In the second example, you see that we’re using another property, “units.largeSpacing” for the margins. This is another piece of DPI-dependent UI which you can use to apply margins and spacing that take DPI (actually font-as-rendered-settings) into account.
To get the size of a piece of text on the screen, in QtQuick code, you can use the paintedWidth property of a Text elements, but not that this can be tricky due to text elision, line breaks, etc., so this is to be dealt with with care.

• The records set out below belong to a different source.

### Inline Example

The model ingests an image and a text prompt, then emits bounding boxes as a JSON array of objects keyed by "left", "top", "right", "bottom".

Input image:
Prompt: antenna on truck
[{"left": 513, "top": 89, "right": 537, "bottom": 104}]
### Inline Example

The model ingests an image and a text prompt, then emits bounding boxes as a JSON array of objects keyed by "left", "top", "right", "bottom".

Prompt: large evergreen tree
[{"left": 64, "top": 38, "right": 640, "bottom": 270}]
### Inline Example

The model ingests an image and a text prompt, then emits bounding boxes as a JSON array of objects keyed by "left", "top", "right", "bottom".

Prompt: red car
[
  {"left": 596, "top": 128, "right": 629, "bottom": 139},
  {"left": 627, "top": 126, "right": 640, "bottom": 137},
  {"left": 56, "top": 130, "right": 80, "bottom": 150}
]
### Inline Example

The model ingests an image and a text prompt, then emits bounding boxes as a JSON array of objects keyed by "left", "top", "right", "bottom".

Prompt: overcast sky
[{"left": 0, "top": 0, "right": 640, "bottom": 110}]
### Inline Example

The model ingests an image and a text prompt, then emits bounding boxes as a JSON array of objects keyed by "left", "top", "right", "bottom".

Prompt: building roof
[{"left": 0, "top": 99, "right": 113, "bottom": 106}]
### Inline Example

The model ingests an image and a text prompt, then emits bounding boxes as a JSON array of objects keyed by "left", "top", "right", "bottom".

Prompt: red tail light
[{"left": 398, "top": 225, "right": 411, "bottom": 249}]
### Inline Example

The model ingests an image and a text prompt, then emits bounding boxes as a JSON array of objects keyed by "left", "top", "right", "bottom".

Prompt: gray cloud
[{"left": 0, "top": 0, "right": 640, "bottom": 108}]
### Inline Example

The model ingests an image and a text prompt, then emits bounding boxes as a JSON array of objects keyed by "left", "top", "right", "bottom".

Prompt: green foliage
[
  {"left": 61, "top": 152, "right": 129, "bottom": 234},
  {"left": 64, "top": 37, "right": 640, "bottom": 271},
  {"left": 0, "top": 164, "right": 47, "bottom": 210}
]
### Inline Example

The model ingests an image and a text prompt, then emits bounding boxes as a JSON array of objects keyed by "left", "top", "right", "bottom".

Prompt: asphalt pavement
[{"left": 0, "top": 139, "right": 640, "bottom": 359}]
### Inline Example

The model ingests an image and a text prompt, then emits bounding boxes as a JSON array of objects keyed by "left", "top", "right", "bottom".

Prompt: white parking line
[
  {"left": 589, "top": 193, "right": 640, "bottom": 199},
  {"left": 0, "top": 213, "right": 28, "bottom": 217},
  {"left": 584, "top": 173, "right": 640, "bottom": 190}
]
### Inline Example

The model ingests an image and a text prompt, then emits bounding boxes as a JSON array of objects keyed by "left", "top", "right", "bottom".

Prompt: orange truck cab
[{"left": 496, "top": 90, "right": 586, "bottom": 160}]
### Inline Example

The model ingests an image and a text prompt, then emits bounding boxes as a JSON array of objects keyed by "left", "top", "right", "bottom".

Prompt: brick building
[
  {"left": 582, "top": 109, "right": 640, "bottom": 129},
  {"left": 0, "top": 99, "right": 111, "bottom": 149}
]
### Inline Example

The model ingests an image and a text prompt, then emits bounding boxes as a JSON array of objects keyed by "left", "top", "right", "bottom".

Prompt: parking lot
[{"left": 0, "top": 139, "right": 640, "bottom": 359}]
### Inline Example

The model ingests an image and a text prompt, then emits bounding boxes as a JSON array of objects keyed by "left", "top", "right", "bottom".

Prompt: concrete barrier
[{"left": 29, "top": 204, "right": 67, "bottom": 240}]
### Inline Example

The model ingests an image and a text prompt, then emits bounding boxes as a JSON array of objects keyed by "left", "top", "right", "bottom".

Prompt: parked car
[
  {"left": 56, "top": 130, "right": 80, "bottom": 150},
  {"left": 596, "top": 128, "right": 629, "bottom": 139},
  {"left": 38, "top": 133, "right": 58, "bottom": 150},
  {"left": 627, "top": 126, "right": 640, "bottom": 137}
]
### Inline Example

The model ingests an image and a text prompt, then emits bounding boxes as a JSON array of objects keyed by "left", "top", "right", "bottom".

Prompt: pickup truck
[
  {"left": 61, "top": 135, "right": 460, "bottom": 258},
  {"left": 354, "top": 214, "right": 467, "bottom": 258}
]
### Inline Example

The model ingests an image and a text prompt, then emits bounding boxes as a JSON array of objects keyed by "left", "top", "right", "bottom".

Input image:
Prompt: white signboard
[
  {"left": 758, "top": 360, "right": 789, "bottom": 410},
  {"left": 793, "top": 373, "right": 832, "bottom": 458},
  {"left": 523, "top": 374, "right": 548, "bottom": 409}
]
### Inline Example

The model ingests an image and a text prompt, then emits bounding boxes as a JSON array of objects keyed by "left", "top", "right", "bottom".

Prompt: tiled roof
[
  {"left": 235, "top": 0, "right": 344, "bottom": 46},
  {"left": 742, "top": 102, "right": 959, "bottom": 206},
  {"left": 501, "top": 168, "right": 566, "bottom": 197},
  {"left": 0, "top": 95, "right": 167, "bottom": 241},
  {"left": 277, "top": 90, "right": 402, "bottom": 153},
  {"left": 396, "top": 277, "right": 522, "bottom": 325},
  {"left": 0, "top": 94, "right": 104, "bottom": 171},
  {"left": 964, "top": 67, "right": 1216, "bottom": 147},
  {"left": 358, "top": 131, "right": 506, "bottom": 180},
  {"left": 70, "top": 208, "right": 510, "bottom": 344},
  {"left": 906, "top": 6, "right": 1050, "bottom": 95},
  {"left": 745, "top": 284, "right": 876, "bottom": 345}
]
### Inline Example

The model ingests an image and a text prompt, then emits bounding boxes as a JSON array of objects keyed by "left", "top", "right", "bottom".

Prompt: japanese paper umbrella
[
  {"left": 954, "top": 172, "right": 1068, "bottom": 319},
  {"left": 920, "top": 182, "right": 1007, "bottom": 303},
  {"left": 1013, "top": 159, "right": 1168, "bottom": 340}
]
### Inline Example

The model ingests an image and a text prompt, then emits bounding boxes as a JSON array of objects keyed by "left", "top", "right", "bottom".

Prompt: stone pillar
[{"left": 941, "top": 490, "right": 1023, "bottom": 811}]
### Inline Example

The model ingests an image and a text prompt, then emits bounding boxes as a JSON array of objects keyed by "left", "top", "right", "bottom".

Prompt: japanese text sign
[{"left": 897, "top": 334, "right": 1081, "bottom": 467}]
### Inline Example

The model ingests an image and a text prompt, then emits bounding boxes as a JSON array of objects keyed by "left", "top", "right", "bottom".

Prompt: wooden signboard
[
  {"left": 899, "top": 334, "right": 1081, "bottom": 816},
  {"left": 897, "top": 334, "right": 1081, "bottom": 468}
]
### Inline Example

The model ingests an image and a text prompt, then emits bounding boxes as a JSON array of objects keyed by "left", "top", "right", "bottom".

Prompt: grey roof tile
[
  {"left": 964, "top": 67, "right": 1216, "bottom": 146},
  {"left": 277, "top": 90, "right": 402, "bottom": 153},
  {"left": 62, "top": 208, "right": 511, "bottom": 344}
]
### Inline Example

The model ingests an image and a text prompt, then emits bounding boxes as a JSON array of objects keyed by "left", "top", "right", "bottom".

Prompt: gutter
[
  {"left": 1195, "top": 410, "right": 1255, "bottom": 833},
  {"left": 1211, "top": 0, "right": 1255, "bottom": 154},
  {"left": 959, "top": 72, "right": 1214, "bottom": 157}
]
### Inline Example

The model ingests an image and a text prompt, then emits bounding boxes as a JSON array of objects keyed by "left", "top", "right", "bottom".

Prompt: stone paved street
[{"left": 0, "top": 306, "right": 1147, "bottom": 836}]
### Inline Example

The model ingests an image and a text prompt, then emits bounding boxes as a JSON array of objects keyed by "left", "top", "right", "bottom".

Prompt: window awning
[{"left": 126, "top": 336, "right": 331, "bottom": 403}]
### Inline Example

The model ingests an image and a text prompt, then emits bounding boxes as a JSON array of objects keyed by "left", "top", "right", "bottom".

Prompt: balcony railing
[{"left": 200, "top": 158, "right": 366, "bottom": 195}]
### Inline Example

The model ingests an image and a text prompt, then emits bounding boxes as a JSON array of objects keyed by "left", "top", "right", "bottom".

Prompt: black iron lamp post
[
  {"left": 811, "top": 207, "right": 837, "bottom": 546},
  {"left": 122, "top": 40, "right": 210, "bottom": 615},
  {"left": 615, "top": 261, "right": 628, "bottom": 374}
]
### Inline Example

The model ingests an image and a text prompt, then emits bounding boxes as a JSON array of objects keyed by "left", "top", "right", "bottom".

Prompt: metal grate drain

Icons and other graphical elements

Another interesting case which affects the usability of our graphcal interfaces on high-DPI screens is the sizing of icons. We are using standard sizes there, which you access via properties “units.iconSizes.small”, “units.iconSizes.large”, etc.. In Plasma, these sizes now get interpolated with the DPI value of the screen, while making sure the icons are still getting rendered correctly. The sizing is done in steps, and not linearly to avoid getting washed-out icons. This mechanism works well and automatically solves another piece of the puzzle. The result of doing this is a more balanced look and better alignment and spacing across some widgets (notably the battery gains quite a bit of beauty with this treatment).
In other UI elements, especially the toolkitty widgets we provide in PlasmaComponents, we often already scale with the text, which works just fine for reasonably-but-not-excessively high DPI values. We have done some experiments with scaling up the graphical elements that are used to, for example, render a button. As we are using SVG graphics throughout the user interface, we don’t have to resolve to dirty tricks such as doubling pixels, and we can get quite neat results. This needs some more work, and it hasn’t been merged into master yet.

The Higher-Level Picture

Now, having discussed lots of technical details, how does the user-facing side of this look and work? The changes we’ve done right now only affect the user in one way: More UI elements scale with the DPI of the screen, this means no change for displays around 100 DPI. On my laptop (which has a 180 DPI screen), this gives a more balanced picture.
As Plasma is making its way onto a wider range of target devices (think tablets, media centers, as well as high-dpi laptops or monitors), this topic becomes increasinly important. I have good hopes that we will be able to solve this problem in a way that really leverages the power of this kind of hardware. In Plasma Next, we’re now providing some of the basic tools to make UIs work well on high-DPI displays, and we’ll continue this route further on. The user will notice that in Plasma Next, most of the problems that could be seen on high DPI screen are gone, and that the whole behaves much better without many tricks.